Runoff and flood diversions are helping the Great Salt Lake be slightly less salty
Runoff season has been good news for the Great Salt Lake. After hitting a record low in November, water levels are up a few feet. On top of that, the Weber Basin Water Conservancy District is releasing 650 million gallons of water every day from Willard Bay Reservoir into the lake.
The district’s effort is to mitigate runoff flood concerns after Utah's record snowfall. Still, the injection of water is changing the lake’s salinity levels, supporting the health and ecosystem of the lake.
Along with water levels, salinity is another of the Great Salt Lake’s vital signs.
“We’re kind of killing, you know, two birds with one stone,” said Darren Hess, assistant general manager at Weber Basin Water Conservancy District.
Hess said the district nearly emptied its seven reservoirs to prepare for the spring runoff. The Weber Riverhas seen frequent flood warnings and the South Fork of the Ogden River is overflowing; high water there recently washed away part of the bank underneath State Route 39 in Ogden Canyon.
To prevent more flooding, water is being diverted to Willard Bay from the main stem of the Weber River using the Slaterville Diversion Dam in Weber County. But Scott Paxman, general manager and CEO of Weber Basin Water Conservancy District, said Willard Bay is already close to 90% full, so they are releasing 1,000 cubic feet per second of water to the south arm of the Great Salt Lake.
In addition to water from the Weber River and Willard Bay, the Central Utah Water Conservancy District is also diverting 50 million gallons of water each day to the Great Salt Lake. All this water has been improving the salinity.
Ben Stireman, the sovereign lands program administrator for the Utah Division of Forestry, Fire, and State Lands, said a healthy salinity level is 120-160 grams of salt per liter of water in the fall. When the salinity is in this range, brine shrimp and brine flies thrive and are able to reproduce so birds and other mammals can get enough food, and the ecosystem stays balanced. In the spring, the salinity should be lower to prepare for evaporation over the summer.
Marcelle Shoop, director of the Saline Lakes Program for the National Audubon Society, said proper water supports tens of thousands of waterbirds that rely on the lake. One of the prime bird habitats, Willard Spur, is between Bear River Bay and Willard Bay.
“These freshwater flows that are coming into Willard Spur are really important to freshen the water quality in the spur, and that helps to create, you know, the right kind of vegetation and bugs for many of the migratory waterbirds,” she said.
The salinity level at the time of the lake’s historic low was about 185 g/L, which meant life within the lake was at risk of dying off. With the record amount of snowpack and subsequent spring runoff, salinity has dropped to around 140-145 g/L.
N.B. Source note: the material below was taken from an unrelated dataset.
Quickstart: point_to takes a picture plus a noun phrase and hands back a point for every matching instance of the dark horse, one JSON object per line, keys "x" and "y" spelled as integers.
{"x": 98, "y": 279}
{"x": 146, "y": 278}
Still, Stireman said it’s hard to predict if the salinity level will be in a healthy range by the end of the year, partly because of the causeway that separates the north and south arms of the Great Salt Lake. The breach and berm separating the arms, which can slow or stop water flow between the arms, was raised in February to an elevation of 4,192. As of a few weeks ago, water was spilling over the top of the berm, bringing new water to the saltier north arm of the lake.
The lake is expected to rise two or three more feet by the time the spring runoff has ended. With that Stireman said there could be another 15 or 20 g/L drop in salinity, but it all depends on how much water gets to the lake. The ideal elevation of water in the lake is around 4,200 feet, but even with the record-breaking amount of snow this year, Stireman said it likely won’t reach that mark.
“We probably need several years of good precipitation to get the lake to a level that we feel really comfortable with,” Stireman said.
Paxman also emphasized this point, saying Utahns still need to focus on watering efficiently and conserving water for future years.
“Conservation is more of a lifestyle change that we have to have regardless of the weather, regardless of if it’s a drought year or a good water year,” Paxman said. “We have to maintain that conservation ethic all the time.”